Estimation of autistic children by metallomics analysis

La Belle Vie Research Laboratory, 8-4 Nihonbashi-Tomizawacho , Chuo-ku, Tokyo, Japan.
Scientific Reports (Impact Factor: 5.58). 08/2013; 3(1199):1199. DOI: 10.1038/srep01199
Source: PubMed


Clarification of the pathogenesis and treatment of autism spectrum disorders is one of the challenges today. In this study, we examine scalp hair concentrations of 26 trace elements for 1,967 children with autistic disorders (1,553 males and 414 females). Five-hundred and eighty-four (29.7%), 347 (17.6%) and 114 (5.8%) subjects was found deficient in zinc, magnesium and calcium, respectively, and 2.0% or less in the other essential metals.

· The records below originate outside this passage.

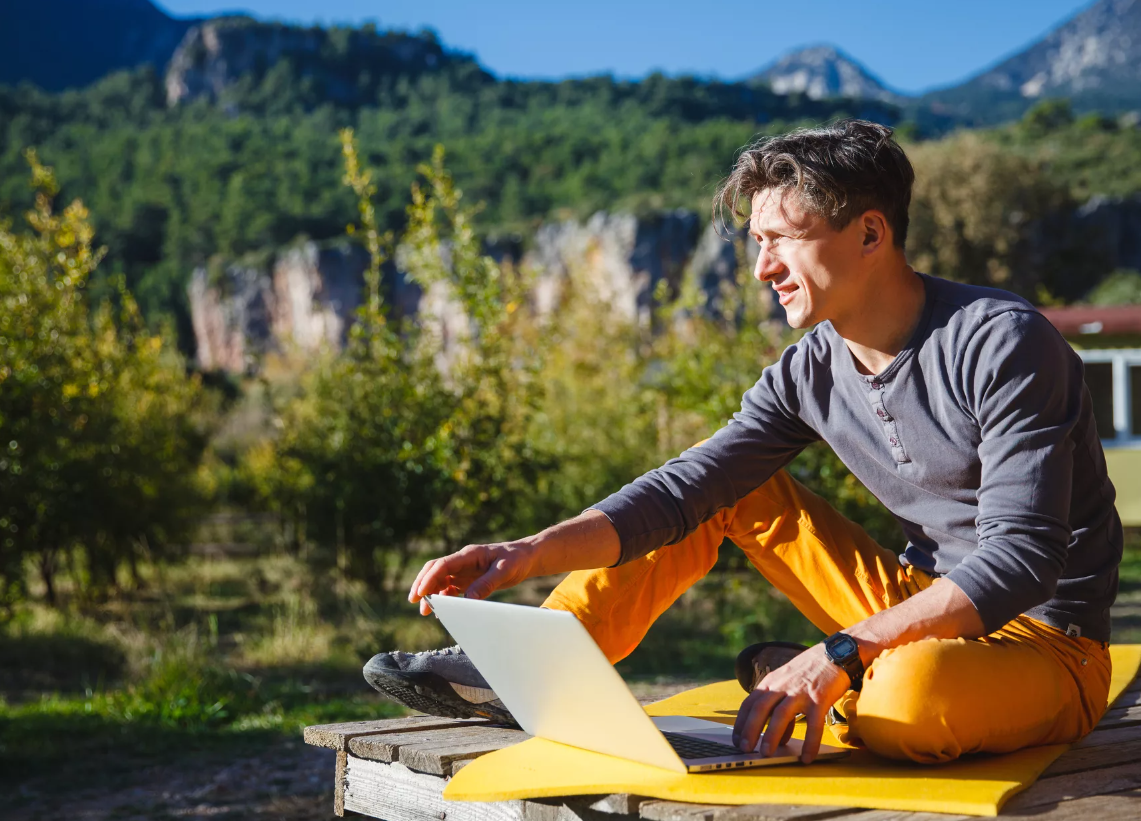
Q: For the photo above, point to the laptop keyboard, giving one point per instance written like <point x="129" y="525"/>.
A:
<point x="689" y="747"/>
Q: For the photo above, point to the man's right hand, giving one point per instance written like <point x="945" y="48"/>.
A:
<point x="475" y="571"/>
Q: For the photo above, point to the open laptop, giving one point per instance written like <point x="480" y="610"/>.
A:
<point x="552" y="676"/>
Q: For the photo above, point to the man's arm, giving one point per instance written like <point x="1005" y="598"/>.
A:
<point x="810" y="683"/>
<point x="1024" y="385"/>
<point x="583" y="543"/>
<point x="657" y="509"/>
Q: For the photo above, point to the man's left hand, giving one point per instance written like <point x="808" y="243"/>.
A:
<point x="809" y="684"/>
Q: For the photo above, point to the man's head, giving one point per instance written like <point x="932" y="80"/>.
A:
<point x="828" y="206"/>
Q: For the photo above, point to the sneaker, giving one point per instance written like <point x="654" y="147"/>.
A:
<point x="758" y="660"/>
<point x="437" y="682"/>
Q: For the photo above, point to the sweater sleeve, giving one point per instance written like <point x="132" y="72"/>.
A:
<point x="666" y="504"/>
<point x="1025" y="387"/>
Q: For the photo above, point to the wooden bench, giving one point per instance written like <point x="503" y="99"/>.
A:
<point x="396" y="770"/>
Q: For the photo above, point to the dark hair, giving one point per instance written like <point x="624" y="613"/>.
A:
<point x="839" y="171"/>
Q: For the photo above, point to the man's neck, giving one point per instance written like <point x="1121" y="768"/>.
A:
<point x="881" y="327"/>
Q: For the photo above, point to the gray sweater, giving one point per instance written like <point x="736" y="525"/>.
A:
<point x="979" y="438"/>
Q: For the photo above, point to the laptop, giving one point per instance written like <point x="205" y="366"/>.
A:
<point x="552" y="676"/>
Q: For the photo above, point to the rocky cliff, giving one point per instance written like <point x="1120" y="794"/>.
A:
<point x="70" y="43"/>
<point x="823" y="72"/>
<point x="304" y="299"/>
<point x="342" y="66"/>
<point x="301" y="299"/>
<point x="1094" y="59"/>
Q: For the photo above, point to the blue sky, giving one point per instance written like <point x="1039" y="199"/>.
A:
<point x="911" y="45"/>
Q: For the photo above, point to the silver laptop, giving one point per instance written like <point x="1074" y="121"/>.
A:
<point x="552" y="676"/>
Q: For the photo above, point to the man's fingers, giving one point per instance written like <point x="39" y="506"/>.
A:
<point x="451" y="569"/>
<point x="486" y="584"/>
<point x="751" y="718"/>
<point x="415" y="584"/>
<point x="781" y="722"/>
<point x="787" y="737"/>
<point x="812" y="732"/>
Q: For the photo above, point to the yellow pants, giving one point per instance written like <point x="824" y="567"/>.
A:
<point x="929" y="701"/>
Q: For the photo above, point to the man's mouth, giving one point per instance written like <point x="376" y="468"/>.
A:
<point x="785" y="293"/>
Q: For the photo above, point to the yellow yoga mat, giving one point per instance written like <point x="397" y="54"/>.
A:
<point x="971" y="786"/>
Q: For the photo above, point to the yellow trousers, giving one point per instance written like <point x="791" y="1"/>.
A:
<point x="929" y="701"/>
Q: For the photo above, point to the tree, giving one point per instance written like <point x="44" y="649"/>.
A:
<point x="97" y="416"/>
<point x="409" y="435"/>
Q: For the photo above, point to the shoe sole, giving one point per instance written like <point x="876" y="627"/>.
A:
<point x="428" y="692"/>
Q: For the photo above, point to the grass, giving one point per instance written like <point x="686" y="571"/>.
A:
<point x="223" y="656"/>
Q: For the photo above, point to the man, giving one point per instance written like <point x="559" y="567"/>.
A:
<point x="960" y="407"/>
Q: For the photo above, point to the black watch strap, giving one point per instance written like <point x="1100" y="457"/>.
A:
<point x="843" y="651"/>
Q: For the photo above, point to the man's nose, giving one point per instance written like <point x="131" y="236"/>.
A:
<point x="767" y="266"/>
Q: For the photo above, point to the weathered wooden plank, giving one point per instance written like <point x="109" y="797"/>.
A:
<point x="1081" y="758"/>
<point x="337" y="736"/>
<point x="680" y="811"/>
<point x="1091" y="782"/>
<point x="438" y="758"/>
<point x="1122" y="806"/>
<point x="1099" y="738"/>
<point x="389" y="747"/>
<point x="1121" y="717"/>
<point x="618" y="804"/>
<point x="1127" y="699"/>
<point x="394" y="793"/>
<point x="574" y="807"/>
<point x="339" y="785"/>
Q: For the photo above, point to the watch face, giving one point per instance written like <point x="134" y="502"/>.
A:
<point x="843" y="647"/>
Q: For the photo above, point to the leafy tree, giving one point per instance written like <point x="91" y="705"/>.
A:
<point x="97" y="416"/>
<point x="407" y="435"/>
<point x="976" y="210"/>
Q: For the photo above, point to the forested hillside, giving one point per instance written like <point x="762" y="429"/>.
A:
<point x="253" y="164"/>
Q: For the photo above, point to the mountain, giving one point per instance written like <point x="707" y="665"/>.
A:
<point x="823" y="72"/>
<point x="1094" y="59"/>
<point x="226" y="59"/>
<point x="70" y="43"/>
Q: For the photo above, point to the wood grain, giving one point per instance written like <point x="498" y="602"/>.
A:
<point x="394" y="793"/>
<point x="1100" y="738"/>
<point x="1123" y="716"/>
<point x="1083" y="758"/>
<point x="434" y="752"/>
<point x="338" y="736"/>
<point x="339" y="783"/>
<point x="1122" y="806"/>
<point x="1092" y="782"/>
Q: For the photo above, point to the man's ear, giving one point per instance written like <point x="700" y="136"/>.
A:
<point x="874" y="232"/>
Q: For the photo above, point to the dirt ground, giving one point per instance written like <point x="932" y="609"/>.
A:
<point x="290" y="781"/>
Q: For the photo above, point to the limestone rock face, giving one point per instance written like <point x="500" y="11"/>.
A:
<point x="304" y="299"/>
<point x="620" y="258"/>
<point x="820" y="72"/>
<point x="340" y="65"/>
<point x="1097" y="50"/>
<point x="231" y="318"/>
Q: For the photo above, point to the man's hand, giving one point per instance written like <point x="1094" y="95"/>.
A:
<point x="583" y="543"/>
<point x="475" y="571"/>
<point x="810" y="684"/>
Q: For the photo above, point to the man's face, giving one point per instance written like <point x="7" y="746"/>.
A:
<point x="814" y="268"/>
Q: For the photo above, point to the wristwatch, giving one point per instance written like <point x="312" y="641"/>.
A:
<point x="843" y="652"/>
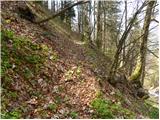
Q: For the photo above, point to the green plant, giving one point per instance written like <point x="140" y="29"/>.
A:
<point x="13" y="95"/>
<point x="73" y="114"/>
<point x="102" y="108"/>
<point x="34" y="59"/>
<point x="27" y="73"/>
<point x="106" y="109"/>
<point x="15" y="114"/>
<point x="52" y="107"/>
<point x="154" y="113"/>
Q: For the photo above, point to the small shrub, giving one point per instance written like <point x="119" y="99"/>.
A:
<point x="34" y="59"/>
<point x="154" y="113"/>
<point x="73" y="115"/>
<point x="52" y="107"/>
<point x="102" y="109"/>
<point x="13" y="95"/>
<point x="15" y="114"/>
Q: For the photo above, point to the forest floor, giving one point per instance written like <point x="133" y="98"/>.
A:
<point x="47" y="73"/>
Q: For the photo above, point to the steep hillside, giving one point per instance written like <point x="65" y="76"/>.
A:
<point x="47" y="73"/>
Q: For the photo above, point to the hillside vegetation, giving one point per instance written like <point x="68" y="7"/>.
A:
<point x="47" y="72"/>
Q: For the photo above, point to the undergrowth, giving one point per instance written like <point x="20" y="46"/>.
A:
<point x="22" y="60"/>
<point x="106" y="109"/>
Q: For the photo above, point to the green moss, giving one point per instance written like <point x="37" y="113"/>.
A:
<point x="15" y="114"/>
<point x="73" y="114"/>
<point x="102" y="109"/>
<point x="52" y="107"/>
<point x="154" y="113"/>
<point x="137" y="72"/>
<point x="105" y="109"/>
<point x="34" y="59"/>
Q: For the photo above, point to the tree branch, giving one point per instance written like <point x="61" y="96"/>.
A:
<point x="62" y="11"/>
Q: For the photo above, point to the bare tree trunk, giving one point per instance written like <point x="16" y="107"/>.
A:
<point x="121" y="42"/>
<point x="125" y="29"/>
<point x="140" y="66"/>
<point x="99" y="27"/>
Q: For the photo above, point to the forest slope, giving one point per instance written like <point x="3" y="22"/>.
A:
<point x="46" y="73"/>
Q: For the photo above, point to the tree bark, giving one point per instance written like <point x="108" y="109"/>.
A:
<point x="121" y="42"/>
<point x="140" y="66"/>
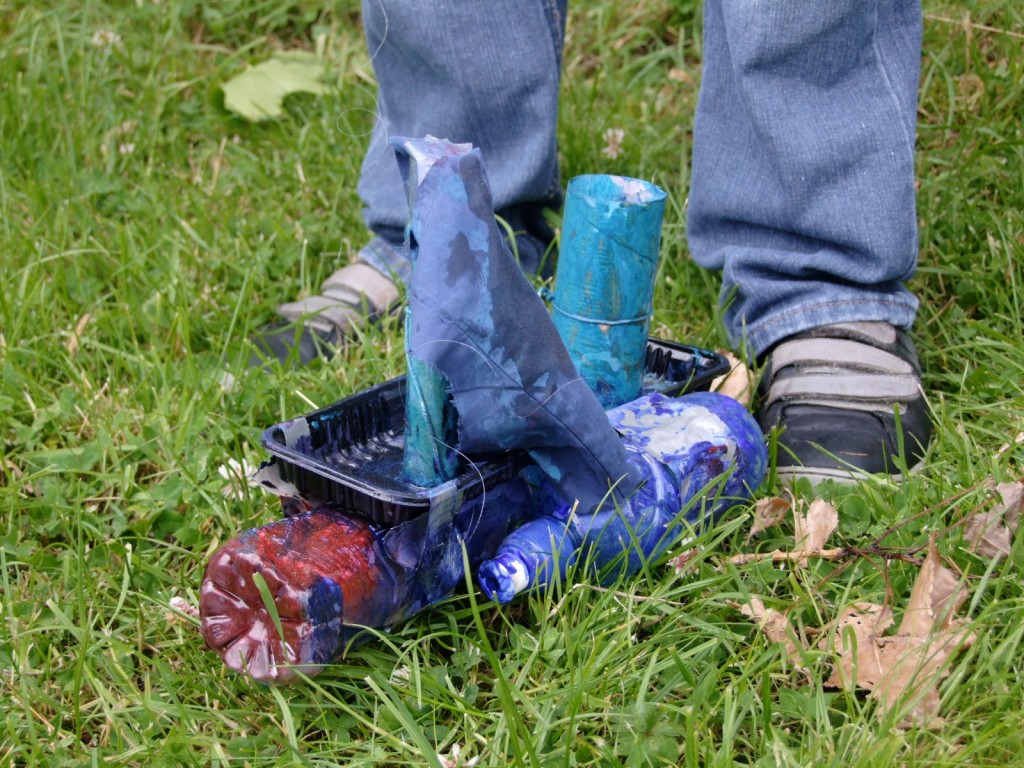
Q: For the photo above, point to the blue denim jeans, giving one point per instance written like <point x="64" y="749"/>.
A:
<point x="481" y="73"/>
<point x="802" y="188"/>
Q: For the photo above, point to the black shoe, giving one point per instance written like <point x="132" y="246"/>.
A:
<point x="847" y="400"/>
<point x="352" y="298"/>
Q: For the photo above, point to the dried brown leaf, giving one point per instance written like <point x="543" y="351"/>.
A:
<point x="683" y="562"/>
<point x="768" y="513"/>
<point x="72" y="343"/>
<point x="773" y="625"/>
<point x="813" y="529"/>
<point x="936" y="596"/>
<point x="1012" y="495"/>
<point x="987" y="535"/>
<point x="990" y="534"/>
<point x="912" y="662"/>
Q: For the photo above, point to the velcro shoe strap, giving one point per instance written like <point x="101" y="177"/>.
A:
<point x="324" y="313"/>
<point x="840" y="353"/>
<point x="358" y="284"/>
<point x="847" y="389"/>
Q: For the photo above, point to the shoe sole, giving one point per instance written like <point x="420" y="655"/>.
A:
<point x="851" y="476"/>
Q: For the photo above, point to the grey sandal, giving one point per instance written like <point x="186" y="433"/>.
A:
<point x="847" y="400"/>
<point x="351" y="298"/>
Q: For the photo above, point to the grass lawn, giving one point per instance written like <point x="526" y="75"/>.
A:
<point x="145" y="231"/>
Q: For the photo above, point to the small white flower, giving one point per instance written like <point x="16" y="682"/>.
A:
<point x="613" y="142"/>
<point x="105" y="38"/>
<point x="400" y="674"/>
<point x="226" y="381"/>
<point x="238" y="477"/>
<point x="178" y="606"/>
<point x="454" y="760"/>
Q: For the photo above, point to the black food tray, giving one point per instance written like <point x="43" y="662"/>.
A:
<point x="349" y="453"/>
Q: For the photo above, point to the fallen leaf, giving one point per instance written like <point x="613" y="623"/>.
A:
<point x="990" y="532"/>
<point x="936" y="595"/>
<point x="72" y="344"/>
<point x="813" y="529"/>
<point x="1007" y="445"/>
<point x="912" y="662"/>
<point x="987" y="536"/>
<point x="856" y="630"/>
<point x="774" y="626"/>
<point x="768" y="513"/>
<point x="1012" y="495"/>
<point x="736" y="383"/>
<point x="258" y="93"/>
<point x="683" y="562"/>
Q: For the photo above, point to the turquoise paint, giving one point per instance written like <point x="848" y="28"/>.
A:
<point x="604" y="283"/>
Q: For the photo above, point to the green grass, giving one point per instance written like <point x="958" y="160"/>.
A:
<point x="144" y="232"/>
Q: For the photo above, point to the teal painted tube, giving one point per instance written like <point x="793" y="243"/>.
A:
<point x="604" y="283"/>
<point x="431" y="426"/>
<point x="431" y="420"/>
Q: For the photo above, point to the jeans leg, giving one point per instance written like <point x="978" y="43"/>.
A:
<point x="803" y="163"/>
<point x="483" y="73"/>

The incidence rate of mineral deficiency was highly observed in infants aged 0-3 year-old. In contrast, 339 (17.2%), 168 (8.5%) and 94 (4.8%) individuals was found suffering from high burden of aluminium, cadmium and lead, and 2.8% or less from mercury and arsenic burden. These findings suggest that infantile zinc- and magnesium-deficiency and/or toxic metal burdens may epigenetically play principal roles as environmental factors in autistic disorders and that metallomics approach may lead to early screening and prevention of the neurodevelopment disorders.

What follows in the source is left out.